Syria’s Assad reelected with 95 percent of the vote

Damascus, May 27 (EFE).- Syrian President Bashar al Assad was reelected to a fourth term and will continue governing the wartorn Arab nation for seven more years, reportedly garnering 95.1 percent of the vote in a controversial election held this week in the territories under his control.
“I’m happy and honored to announce the victory of Bashar Hafez al Assad to the post of president of the Arab Republic of Syria,” the president of parliament, Hamuda al Sabag, announced on Thursday from the legislature.
Al Assad obtained 13,540,869 votes, while his election rival Mahmud Marai, a leader of the internal opposition tolerated by the Damascus regime, received 470,276 votes and former Vice Minister for Parliamentary Affairs Abdullah Salloum Abdullah received 213,968 votes.
Some 14.24 million voters participated in the election out of a total of 18 million people eligible to cast ballots both inside and outside the country, Al Sabag said in an announcement that finally was made after the scheduled time.
“This is the will of the people and nothing is above that, because it is the will of God that the people have freedom to elect (officials) and determine their future as the role for the construction of nations,” the parliamentary leader said.
These are the first elections held amid relative calm since the start of the armed internal conflict in 2011 and they have been widely rejected by the opposition abroad and a portion of the international community.
In addition, the United Nations has distanced itself from the election because it is not part of the peace plan for a political solution in Syria that it has been pushing for since 2015, while some countries and sectors of the opposition in exile consider the vote a “farce” designed only to reconfirm Assad in power.
Thousands of people gathered in several city squares in the territories under the control of the Assad regime to await the election results, carrying Syrian flags and, in some cases, photos of Assad, according to images broadcast by the official Syrian media outlets.
This latest expected victory was not a surprise to anyone.
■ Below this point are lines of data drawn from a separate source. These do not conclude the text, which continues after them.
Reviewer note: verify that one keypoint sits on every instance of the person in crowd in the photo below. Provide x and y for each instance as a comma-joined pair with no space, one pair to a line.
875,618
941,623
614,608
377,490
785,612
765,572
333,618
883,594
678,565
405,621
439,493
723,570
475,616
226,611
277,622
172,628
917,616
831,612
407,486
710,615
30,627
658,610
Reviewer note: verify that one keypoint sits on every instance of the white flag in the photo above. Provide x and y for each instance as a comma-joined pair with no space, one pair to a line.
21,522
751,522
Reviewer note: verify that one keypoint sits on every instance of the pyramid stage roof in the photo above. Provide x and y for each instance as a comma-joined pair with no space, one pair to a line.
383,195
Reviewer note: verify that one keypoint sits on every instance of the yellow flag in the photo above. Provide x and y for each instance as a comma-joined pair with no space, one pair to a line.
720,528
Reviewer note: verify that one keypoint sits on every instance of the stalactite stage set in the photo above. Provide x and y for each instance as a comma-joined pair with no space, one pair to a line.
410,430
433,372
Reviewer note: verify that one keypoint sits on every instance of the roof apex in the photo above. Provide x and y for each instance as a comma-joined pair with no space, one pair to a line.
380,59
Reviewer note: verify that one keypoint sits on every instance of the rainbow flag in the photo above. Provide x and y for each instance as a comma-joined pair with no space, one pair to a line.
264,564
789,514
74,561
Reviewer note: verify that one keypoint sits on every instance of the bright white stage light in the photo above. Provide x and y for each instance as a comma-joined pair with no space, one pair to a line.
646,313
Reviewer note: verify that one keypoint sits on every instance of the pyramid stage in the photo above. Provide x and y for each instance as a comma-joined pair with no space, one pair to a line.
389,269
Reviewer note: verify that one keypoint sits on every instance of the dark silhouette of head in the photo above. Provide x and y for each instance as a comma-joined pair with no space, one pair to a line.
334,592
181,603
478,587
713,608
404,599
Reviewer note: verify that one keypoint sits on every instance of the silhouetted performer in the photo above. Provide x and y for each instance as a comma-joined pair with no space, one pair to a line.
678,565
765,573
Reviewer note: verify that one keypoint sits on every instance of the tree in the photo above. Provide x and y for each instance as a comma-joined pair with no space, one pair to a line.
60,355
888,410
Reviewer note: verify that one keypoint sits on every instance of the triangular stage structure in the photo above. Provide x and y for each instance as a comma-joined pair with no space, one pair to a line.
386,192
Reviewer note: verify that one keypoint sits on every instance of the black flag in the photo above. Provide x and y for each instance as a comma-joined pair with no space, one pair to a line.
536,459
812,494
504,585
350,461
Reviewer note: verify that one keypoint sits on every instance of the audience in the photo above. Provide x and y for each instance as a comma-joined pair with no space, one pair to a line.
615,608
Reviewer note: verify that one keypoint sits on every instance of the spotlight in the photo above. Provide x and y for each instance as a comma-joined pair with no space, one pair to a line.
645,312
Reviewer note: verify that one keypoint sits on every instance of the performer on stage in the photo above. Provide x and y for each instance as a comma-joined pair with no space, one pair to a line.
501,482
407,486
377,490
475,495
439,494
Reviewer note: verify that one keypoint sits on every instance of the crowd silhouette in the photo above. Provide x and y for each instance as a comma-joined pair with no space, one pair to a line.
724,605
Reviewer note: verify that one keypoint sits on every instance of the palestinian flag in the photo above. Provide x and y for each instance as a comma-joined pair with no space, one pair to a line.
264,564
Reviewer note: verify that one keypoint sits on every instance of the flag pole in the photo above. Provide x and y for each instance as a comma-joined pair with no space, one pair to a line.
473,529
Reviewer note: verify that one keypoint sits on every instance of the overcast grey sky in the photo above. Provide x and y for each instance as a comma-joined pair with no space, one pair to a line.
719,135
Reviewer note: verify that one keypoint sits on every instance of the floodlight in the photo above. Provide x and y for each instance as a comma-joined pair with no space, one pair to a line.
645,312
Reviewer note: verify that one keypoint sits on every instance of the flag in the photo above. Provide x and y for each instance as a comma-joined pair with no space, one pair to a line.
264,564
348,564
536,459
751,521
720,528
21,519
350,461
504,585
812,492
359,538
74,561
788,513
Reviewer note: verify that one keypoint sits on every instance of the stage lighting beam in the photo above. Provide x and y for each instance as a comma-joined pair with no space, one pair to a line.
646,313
The current president – an ophthalmologist by training who has presided over a brutal regime that had crushed dissent – came to power after the death of his father Hafez in 2000 when a referendum was held confirming him as the country’s new leader. In 2007, he was once again proclaimed president in a popular referendum.
With the revolts that erupted in Syria against his government in 2011, the president reformed the political system to allow the formation of other parties and the selection of the head of state by means of election.
In 2014, Assad won the country’s first presidential election with more than one candidate in the running.